À quoi sert une simplification si elle change surtout la façon dont on circule en ville ? Mardi 14 avril 2026, l’Assemblée nationale a validé le compromis sur le projet de loi de simplification de la vie économique. Le Sénat doit encore se prononcer mercredi 15 avril.
Le vote a été serré : 275 voix pour, 225 contre. Et ce score raconte déjà le reste. Le texte, déposé en avril 2024, a traversé une procédure chaotique avant de revenir à la chambre basse avec l’accord de la commission mixte paritaire conclu le 20 janvier 2026.
Un texte plus large qu’un simple signal sur les ZFE
Au départ, le projet devait surtout alléger les démarches des entreprises et faire entrer plus de confiance dans la relation administrative. Le Sénat résume aussi une série de mesures très concrètes : marchés publics, assouplissement pour les cafés et les bistrots des communes de moins de 3 500 habitants, déploiement de grands data centers, et reprise du principe des tests PME.

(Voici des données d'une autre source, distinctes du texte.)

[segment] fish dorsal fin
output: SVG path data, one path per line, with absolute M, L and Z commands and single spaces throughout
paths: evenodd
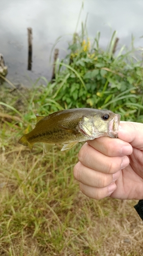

Mais le texte a grossi. Il touche aussi l’artificialisation des sols, la responsabilité environnementale, le stockage de CO2 et la régulation de l’énergie. En clair, il ne se contente pas de baisser quelques formalités. Il redessine des équilibres entre activité économique, urbanisme et protection de l’environnement. C’est là que le débat s’est durci.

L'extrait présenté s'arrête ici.